Transient Analysis of a Coolant-to-Refrigerant Heat Exchanger to Provide Temporary High Performance in an Automotive Vehicle

Abstract

The objective of this thesis is to provide a numerical and experimental design tool to understand the heat transfer analysis of a coolant reservoir being chilled at a sub-ambient temperature with a goal of eventually providing a transient burst in performance. A high performance vehicle usually has a liquid charge air cooler that cools air before entering the engine. This liquid charge air cooler cools the air by using a specific coolant coming from the low temperature radiator. This study involves a coolant reservoir independent of the low-temperature radiator to provide coolant at a sub-ambient temperature to the liquid charge air cooler on a non-on-going basis. This causes the air in the liquid charge air cooler to be colder than usual, which provides a better volumetric efficiency that results in a higher performance in the engine. The coolant in the reservoir heat exchanger that is being cooled by the refrigerant coming from the air conditioning unit in a vehicle is stagnant. Since this study is analyzing the coolant behavior and temperature, this thesis provides a comprehensive investigation on the natural convective heat transfer processes due to the motionless coolant being cooled.

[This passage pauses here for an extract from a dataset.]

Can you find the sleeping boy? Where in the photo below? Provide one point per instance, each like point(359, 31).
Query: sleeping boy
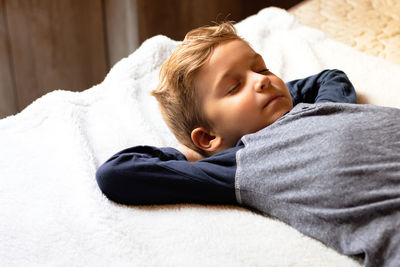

A thermodynamic analysis coupled with a thermal resistance calculation provides a custom lumped capacitance model equation to show a relationship between the time and coolant temperature. Results from this analytical calculation and experimental simulations using computational fluid dynamics software (Star CCM+) delivers a detailed understanding of the difference from cooling the coolant from the top compared to cooling the coolant from the bottom while understanding the importance of surface area for improved heat transfer.